Für die Optimierungsüberlegungen auf strategischer Ebene
kam hingegen die CBC zum Einsatz, und zwar mit insgesamt sechs Merkmalen
und 16 Ausprägungen (siehe CBC-Bericht).
Bei der oben erwähnten Studie an öffentlichen Bibliotheken
kam (wie bereits erwähnt) die TCA mit vier Merkmalen und insgesamt
10 Ausprägungen zur Anwendung.
Mit der Auswahl
des Conjoint-Analyse-Verfahrens hängen auch verschiedene Entscheidungen
in Bezug auf die weiteren Ablaufschritte der Conjoint-Analyse, respektive
die Wahl des Präferenzmodells, des Erhebungsdesigns und des
Befragungsmediums zusammen. Da sich der Anwender mit vielen dieser
Einzelschritte nicht unmittelbar beschäftigen wird, werden
sie hier nicht näher thematisiert. Jedem an einer Conjoint-Analyse
Interessierten ist im Vorfeld die Auseinandersetzung mit einführender
Conjoint-Literatur zu empfehlen (z.B. die entsprechende Darstellung
in Backhaus, Erichson, Plinke, Weiber (2006): Multivariate Analysemethoden,
11. Aufl., Berlin, Springer).
Für die
effiziente praktische Durchführung einer Conjoint-Analyse ist
die Verfügbarkeit einer geeigneten Software mit einem entsprechenden
Funktionsapparat erforderlich. Im Projekt ProSeBiCA wurden z.B.
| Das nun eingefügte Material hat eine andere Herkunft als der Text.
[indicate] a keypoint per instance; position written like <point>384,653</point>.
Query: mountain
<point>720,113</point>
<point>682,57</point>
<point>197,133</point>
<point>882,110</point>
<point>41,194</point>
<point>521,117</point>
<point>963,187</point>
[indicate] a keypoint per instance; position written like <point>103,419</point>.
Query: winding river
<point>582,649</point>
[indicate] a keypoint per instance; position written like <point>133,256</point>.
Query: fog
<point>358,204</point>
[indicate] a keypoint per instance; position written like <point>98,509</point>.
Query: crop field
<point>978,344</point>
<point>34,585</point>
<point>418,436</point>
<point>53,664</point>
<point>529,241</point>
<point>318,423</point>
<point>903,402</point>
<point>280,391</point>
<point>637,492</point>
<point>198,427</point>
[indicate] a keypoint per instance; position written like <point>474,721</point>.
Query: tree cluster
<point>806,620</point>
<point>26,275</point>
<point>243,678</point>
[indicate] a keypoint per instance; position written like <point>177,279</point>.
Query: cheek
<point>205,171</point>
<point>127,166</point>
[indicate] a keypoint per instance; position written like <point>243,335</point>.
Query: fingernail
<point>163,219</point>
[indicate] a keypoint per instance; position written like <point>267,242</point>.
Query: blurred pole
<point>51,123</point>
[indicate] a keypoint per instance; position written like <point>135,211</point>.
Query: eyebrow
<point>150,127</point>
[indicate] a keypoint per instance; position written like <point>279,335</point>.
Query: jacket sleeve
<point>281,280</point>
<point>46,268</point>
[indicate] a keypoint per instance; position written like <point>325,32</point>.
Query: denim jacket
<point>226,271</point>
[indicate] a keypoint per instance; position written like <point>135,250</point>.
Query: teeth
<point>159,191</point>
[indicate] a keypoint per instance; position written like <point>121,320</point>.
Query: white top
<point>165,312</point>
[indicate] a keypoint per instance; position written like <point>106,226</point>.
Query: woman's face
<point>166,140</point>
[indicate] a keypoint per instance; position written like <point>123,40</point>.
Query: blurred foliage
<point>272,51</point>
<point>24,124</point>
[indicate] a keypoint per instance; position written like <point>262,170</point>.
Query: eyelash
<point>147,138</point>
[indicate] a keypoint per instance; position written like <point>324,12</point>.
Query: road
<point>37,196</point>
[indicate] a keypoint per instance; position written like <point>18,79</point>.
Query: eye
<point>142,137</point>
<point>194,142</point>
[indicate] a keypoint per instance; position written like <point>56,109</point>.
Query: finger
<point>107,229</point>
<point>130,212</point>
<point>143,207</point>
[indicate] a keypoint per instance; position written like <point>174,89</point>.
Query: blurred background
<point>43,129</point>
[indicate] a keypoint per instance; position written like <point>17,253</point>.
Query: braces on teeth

für die ACA und die CBC die betreffenden Software-Module der
Firma Sawtooth Software Inc. eingesetzt. Daneben besteht natürlich
generell die Möglichkeit, die Durchführung der Untersuchung
bei einem Marktforschungsunternehmen mit Conjoint-Expertise in Auftrag
zu geben. In diesem Fall entfällt der Erwerb einer eigenen
Conjoint-Software-Lizenz. Auch für die Durchführung einer
TCA werden von verschiedenen Firmen einschlägige Softwarelösungen
angeboten. Die an Hochschulen häufig im Rahmen von Landeslizenzen
verfügbaren statistischen Software-Pakete (z.B. SPSS und SAS)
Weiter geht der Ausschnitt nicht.